In LLVM code reviews, “canonicalise” is a frequently used instruction: “Before optimising this pattern, canonicalise it to the form the middle-end expects.”


Back-End Vocabulary: Register Allocation and Code Generation

TermDefinition
Virtual registerAn unlimited, abstract register used in IR before register allocation
Calling conventionThe protocol governing how arguments, return values, and registers are managed across function calls
Prologue / EpilogueThe function entry/exit code that sets up and tears down the stack frame
Peephole optimisationA local optimisation that examines a small window of instructions and replaces them with more efficient equivalents
Instruction schedulingReordering instructions to improve performance, typically to avoid pipeline stalls
RelocationA reference in object code that must be resolved to an address at link time
Object fileThe output of the assembler, containing machine code and metadata for the linker

Example Sentences

  1. “The current lexer does not handle Unicode identifiers correctly — we need to update the token classification rules before the next release.”
  2. “After SSA construction, all phi nodes in the entry block are trivial and can be eliminated — the mem2reg pass should handle this automatically.”
  3. “This pass canonicalises all GEP instructions to a normalised form, which makes subsequent alias analysis more precise.”
  4. “The register allocator is spilling aggressively in this hot loop; we should examine the register pressure and consider splitting the loop into two phases.”
  5. “The LLVM backend emits a function prologue that is unnecessarily large for leaf functions — we can apply the leaf function optimisation to eliminate the frame pointer setup.”

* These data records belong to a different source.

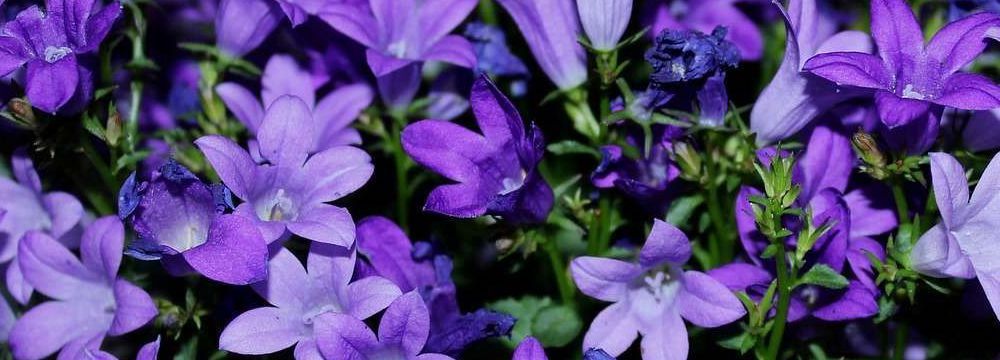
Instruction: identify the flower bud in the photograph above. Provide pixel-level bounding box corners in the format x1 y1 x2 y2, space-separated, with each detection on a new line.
577 0 633 51
106 111 123 147
672 141 702 181
852 131 886 167
7 98 36 129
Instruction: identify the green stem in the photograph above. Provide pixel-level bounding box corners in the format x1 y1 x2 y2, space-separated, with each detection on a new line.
390 119 411 231
892 322 908 360
476 0 498 24
543 239 575 307
766 244 792 360
706 183 729 265
890 179 910 226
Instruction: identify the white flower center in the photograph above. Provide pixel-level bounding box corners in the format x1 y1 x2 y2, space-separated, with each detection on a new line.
499 170 528 195
265 188 296 221
387 40 408 58
301 303 341 325
901 84 926 100
643 271 673 301
43 46 72 63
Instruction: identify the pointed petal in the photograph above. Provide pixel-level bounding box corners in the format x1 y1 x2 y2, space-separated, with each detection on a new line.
677 270 746 327
402 120 488 182
423 35 476 68
356 216 436 292
216 83 264 134
932 73 1000 111
11 148 40 192
512 337 547 360
812 281 879 321
214 0 281 56
582 302 639 357
195 135 257 200
18 231 98 301
418 0 477 45
263 54 315 108
870 0 924 73
314 313 379 360
258 95 314 165
9 301 109 360
137 336 161 360
5 260 33 305
43 192 84 241
366 49 415 77
844 187 898 237
929 152 970 227
183 214 268 285
296 146 373 202
313 84 374 149
471 75 523 146
288 204 356 248
910 223 975 278
797 125 853 199
423 182 489 218
706 262 773 291
802 52 890 90
639 219 691 267
79 216 124 281
108 279 156 336
848 236 885 290
875 90 931 128
926 12 1000 75
317 3 378 48
251 247 312 309
25 57 79 114
307 242 356 291
638 310 688 360
347 275 402 319
379 292 430 355
570 256 641 302
219 307 304 355
0 36 30 76
82 0 122 53
735 187 768 265
0 296 13 342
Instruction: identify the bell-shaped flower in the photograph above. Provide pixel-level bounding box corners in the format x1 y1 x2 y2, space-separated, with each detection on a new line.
496 0 588 89
0 0 121 113
646 0 764 60
118 161 269 285
910 152 1000 322
8 217 157 360
570 219 745 359
196 95 374 246
402 75 553 224
214 0 282 57
0 149 84 304
592 125 682 215
577 0 633 51
219 243 401 358
216 54 373 153
803 0 1000 129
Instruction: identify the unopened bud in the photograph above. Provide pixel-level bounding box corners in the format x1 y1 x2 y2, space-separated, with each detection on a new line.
672 142 702 181
495 238 515 254
106 111 123 147
852 132 886 168
6 98 35 129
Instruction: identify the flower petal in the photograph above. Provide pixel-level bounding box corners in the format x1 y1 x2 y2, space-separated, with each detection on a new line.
356 216 436 292
262 54 316 108
417 0 477 45
929 152 970 227
802 52 890 90
297 146 373 203
706 262 773 291
910 223 975 278
137 336 161 360
18 231 99 301
219 307 305 355
195 135 257 201
317 3 378 48
639 219 691 267
932 73 1000 111
512 337 547 360
216 83 265 134
379 291 430 355
423 35 476 68
183 214 268 285
9 301 109 360
638 309 688 360
251 247 312 309
314 312 379 360
214 0 282 56
402 119 488 183
108 279 156 336
0 295 13 342
844 187 897 237
926 12 1000 75
288 204 356 248
570 256 640 302
25 57 79 114
581 302 639 357
677 270 747 327
797 124 853 199
258 95 314 165
346 275 402 320
869 0 924 73
313 83 373 149
875 90 932 128
812 281 879 321
79 216 124 282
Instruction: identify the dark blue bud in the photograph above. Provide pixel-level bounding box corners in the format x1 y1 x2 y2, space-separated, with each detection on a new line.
645 26 740 88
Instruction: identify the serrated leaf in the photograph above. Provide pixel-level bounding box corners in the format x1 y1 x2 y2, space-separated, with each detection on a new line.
530 305 582 347
798 264 849 290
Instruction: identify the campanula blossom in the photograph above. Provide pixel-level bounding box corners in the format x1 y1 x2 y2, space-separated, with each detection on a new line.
577 0 633 51
355 216 515 356
402 75 554 224
646 0 763 60
320 0 477 107
216 54 373 152
592 126 683 215
118 161 269 285
496 0 588 89
315 291 455 360
8 217 157 360
0 149 84 304
0 0 121 113
951 108 1000 151
196 95 374 246
803 0 1000 129
910 152 1000 322
750 0 875 144
570 219 745 359
215 0 282 57
219 243 401 358
511 337 546 360
464 22 530 85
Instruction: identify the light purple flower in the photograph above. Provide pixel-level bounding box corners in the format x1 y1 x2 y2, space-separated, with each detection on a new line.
0 149 84 304
196 95 374 246
577 0 633 51
118 161 269 285
910 152 1000 322
947 108 1000 151
511 337 546 360
216 53 373 152
319 0 477 107
570 219 745 359
497 0 588 89
646 0 764 60
8 217 157 360
314 291 454 360
273 0 326 26
750 0 874 144
137 336 161 360
0 0 121 113
215 0 283 57
219 243 401 358
402 75 554 224
803 0 1000 128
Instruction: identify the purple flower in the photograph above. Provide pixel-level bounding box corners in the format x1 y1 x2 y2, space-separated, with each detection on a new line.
803 0 1000 129
570 219 746 358
118 161 269 285
750 0 875 144
315 291 454 360
8 217 157 360
646 0 763 60
512 336 546 360
910 152 1000 322
320 0 477 107
0 149 84 304
949 108 1000 151
496 0 588 89
219 243 401 358
196 95 374 246
578 0 633 51
355 216 515 356
215 0 282 57
273 0 326 26
0 0 121 113
402 75 554 224
137 336 161 360
592 127 682 215
216 54 373 152
464 22 530 82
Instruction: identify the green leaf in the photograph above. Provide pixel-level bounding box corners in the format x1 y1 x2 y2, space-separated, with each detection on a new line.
547 140 600 158
717 332 747 351
82 114 106 141
665 195 704 226
489 296 551 347
530 304 582 347
798 264 849 290
759 244 779 259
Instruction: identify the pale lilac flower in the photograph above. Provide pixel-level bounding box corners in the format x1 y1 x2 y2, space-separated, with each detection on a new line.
577 0 633 51
315 291 454 360
511 337 546 360
750 0 875 144
219 243 401 358
570 219 745 359
910 152 1000 322
0 149 84 304
137 336 161 360
196 95 374 246
216 54 373 152
215 0 282 57
803 0 1000 129
0 0 121 113
8 217 157 360
402 76 553 224
646 0 764 60
497 0 588 89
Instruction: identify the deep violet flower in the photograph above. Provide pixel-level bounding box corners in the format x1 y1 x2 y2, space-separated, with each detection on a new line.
0 149 84 304
8 217 157 360
0 0 121 113
196 95 374 246
577 0 633 51
319 0 477 107
464 22 530 83
910 152 1000 322
646 0 764 60
214 0 282 57
216 53 373 152
511 337 545 360
315 291 455 360
118 161 268 285
402 75 554 224
219 243 401 358
750 0 875 145
355 216 515 356
803 0 1000 129
592 126 682 215
570 219 746 359
496 0 588 89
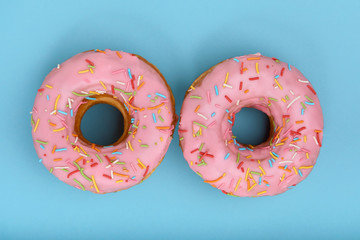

Communication Tips for Compiler Engineers

When discussing a compiler bug, distinguish between a miscompilation (the compiler generates incorrect code) and a compiler crash (the compiler fails to produce output). These have different debugging approaches and different levels of severity.

When writing pass documentation or code comments, prefer the active voice and imperative mood: “This pass transforms… The analysis computes… Call this pass after…” — not “This pass is used to transform…”

The verb “lower” has a specific meaning in compiler vocabulary: to replace a high-level IR construct with a more concrete one closer to the target machine. “We lower intrinsics to platform-specific builtins in the legalization phase.” Avoid using it in its everyday English sense when writing compiler documentation.